Some town officials have suggested any new tuition agreement with Provincetown and Truro should include some funding to cover the cost of the renovations. Brewster has the largest enrollment in the system; the town was responsible for $45,746,409 of the original estimate. Orleans’ share was $18,558,049. After subcontractor bids came in greater than expected in 2023, district voters approved another $38.1 million for the renovations.
The project does have a $36.6 million state grant, but the four towns are responsible for the debt to rebuild the school. In fiscal 24, Brewster will make its first payment of $4,254,577.
Brewster Town Manager Peter Lombardi reminded the select board on Monday that they’d urged the regional agreement be reopened. The district towns asked the regional school committee to see if Provincetown and Truro were interested in fully joining the district. Both towns said no.
“Their sentiment was not anti-Nauset. It was pro Provincetown and Truro.

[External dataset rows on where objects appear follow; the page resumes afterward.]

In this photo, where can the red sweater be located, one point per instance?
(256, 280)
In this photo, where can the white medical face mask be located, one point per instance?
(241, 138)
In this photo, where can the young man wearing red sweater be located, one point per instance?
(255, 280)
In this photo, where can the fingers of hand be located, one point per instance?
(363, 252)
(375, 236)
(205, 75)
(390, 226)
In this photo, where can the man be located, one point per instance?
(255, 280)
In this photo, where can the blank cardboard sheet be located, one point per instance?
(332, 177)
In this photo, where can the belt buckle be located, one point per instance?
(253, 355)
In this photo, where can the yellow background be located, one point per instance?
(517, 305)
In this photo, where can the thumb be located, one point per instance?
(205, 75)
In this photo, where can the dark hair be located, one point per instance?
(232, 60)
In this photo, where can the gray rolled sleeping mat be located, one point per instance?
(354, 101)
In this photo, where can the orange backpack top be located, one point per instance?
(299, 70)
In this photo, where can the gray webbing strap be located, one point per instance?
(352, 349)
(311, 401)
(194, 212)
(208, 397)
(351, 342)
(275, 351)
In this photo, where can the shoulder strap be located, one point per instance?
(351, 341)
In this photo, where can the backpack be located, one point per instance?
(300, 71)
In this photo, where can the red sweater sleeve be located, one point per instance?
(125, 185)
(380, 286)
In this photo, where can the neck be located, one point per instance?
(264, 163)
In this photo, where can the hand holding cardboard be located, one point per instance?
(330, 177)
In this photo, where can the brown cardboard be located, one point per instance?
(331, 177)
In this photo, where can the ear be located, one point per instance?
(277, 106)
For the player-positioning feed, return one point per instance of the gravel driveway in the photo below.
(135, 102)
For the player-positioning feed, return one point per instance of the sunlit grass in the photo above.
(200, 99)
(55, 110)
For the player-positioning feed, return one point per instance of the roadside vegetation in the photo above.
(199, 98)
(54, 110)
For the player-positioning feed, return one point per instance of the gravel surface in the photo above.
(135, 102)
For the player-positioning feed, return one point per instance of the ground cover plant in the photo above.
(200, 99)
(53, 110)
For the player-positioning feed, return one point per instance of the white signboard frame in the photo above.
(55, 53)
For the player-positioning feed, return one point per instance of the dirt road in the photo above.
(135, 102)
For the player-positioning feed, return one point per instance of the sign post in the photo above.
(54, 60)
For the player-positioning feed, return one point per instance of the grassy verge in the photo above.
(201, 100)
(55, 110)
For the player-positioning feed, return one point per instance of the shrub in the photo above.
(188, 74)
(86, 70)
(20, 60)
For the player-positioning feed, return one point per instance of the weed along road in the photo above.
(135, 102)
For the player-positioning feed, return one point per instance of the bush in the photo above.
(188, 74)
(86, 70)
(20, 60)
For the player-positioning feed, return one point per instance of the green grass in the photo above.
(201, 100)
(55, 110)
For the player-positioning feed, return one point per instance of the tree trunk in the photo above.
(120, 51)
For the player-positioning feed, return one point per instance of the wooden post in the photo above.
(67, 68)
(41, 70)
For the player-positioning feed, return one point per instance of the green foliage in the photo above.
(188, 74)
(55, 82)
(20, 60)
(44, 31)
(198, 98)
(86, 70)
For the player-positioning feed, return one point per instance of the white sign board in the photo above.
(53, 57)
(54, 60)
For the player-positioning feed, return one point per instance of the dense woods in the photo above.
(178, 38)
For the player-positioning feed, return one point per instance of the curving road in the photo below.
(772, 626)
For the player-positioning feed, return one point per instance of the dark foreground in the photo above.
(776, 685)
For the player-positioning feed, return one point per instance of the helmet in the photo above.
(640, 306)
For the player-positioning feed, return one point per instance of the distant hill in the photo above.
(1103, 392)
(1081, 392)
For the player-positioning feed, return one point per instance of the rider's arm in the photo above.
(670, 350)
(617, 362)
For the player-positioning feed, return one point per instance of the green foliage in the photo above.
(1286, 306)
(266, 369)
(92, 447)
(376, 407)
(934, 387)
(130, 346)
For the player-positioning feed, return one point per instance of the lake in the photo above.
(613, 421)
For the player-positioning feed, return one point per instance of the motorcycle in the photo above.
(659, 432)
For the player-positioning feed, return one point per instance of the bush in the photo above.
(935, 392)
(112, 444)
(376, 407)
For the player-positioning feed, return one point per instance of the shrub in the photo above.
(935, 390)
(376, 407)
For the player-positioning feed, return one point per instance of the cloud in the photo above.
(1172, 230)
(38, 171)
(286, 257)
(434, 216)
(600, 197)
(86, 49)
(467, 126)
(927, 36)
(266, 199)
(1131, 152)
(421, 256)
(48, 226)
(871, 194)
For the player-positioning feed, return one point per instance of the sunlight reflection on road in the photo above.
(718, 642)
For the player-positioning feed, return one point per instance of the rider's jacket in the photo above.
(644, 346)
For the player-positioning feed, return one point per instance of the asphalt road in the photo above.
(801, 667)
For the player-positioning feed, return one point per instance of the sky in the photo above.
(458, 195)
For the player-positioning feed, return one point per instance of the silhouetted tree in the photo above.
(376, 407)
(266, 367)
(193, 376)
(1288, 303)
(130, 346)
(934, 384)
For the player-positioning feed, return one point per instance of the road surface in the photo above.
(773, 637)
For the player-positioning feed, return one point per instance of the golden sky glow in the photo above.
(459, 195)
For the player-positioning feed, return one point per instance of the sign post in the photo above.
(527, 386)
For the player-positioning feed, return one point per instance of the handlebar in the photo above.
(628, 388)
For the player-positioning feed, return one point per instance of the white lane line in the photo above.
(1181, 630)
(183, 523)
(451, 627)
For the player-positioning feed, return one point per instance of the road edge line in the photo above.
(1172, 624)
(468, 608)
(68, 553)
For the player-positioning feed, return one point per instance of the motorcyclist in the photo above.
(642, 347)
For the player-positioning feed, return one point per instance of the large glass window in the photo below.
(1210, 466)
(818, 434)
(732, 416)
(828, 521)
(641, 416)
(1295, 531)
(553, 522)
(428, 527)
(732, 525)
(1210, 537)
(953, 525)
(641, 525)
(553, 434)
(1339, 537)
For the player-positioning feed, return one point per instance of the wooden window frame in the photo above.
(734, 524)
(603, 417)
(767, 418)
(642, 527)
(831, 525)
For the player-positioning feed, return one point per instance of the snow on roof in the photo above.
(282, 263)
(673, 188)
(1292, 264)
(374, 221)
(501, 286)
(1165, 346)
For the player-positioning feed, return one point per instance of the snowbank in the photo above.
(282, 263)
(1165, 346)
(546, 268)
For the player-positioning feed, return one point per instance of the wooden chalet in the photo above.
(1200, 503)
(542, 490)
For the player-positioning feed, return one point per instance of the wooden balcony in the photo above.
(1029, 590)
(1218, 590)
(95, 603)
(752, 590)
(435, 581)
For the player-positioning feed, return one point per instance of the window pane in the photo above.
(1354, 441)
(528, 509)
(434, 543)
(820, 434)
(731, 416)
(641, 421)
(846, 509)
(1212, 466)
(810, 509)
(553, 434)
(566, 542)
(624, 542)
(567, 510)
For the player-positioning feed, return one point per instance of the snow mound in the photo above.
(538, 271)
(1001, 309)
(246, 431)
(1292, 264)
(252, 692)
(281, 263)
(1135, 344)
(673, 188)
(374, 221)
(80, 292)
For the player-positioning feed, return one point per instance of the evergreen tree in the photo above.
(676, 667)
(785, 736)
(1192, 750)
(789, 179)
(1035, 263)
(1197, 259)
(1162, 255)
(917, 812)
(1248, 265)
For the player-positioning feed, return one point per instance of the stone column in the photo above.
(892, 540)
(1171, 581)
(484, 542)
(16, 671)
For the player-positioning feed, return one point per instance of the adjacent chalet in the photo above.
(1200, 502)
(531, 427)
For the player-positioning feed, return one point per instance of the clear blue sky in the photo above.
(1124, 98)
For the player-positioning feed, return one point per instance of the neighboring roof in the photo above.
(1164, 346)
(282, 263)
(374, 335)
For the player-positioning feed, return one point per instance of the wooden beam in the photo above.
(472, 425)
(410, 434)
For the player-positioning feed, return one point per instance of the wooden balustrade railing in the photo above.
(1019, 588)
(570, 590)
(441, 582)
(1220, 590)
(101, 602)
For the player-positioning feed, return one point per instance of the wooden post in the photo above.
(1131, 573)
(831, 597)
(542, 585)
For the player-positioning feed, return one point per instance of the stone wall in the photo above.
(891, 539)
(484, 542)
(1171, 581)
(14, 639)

They said ‘We bleed our school colors,’” Clenchy reported. “We don’t want to join in any other district, we want to be our own.”
“Regardless of the color of their blood they are saving an awful lot of money on debt service every year and I wouldn’t join if I was on their select board either,” Brewster select board member Ned Chatelain said.
Brewster also wanted to know if the new agreement could include contributing to the cost of the school renovation.
“We are paying for that debt and there is a great sense of unfairness about that,” select board member Mary Chaffee said.
Clenchy noted under state rules debt cannot be added into the tuition assessment. Provincetown and Truro are required to pay their special education costs (School Choice students do not) and those costs were around $350,000 last year, as well as transportation from Provincetown and Truro.
Fitzgibbons noted that Orleans, Brewster, Eastham and Wellfleet approved the debt. The two Cape tip towns were not involved.
“There were no stipulations placed on Provincetown and Truro. They don’t own the debt,” Fitzgibbons said. “Anything they give us would be voluntary on their part.”
The subcommittee working on the amended regional agreement will meet again in January.
“The agreement that created the Nauset District dates from 2002 and has never been amended,” Rick Draper, Brewster representative on the regional school committee, told the Brewster Select Board on Monday.
Topics under discussion include district representation on the regional school committee, the assessment formula between towns and other issues. The recommended draft will be sent to the full regional school committee and if approved sent on to the state Department of Elementary and Secondary Education. Then it would be sent to the four town select boards and town meeting for final approval this spring.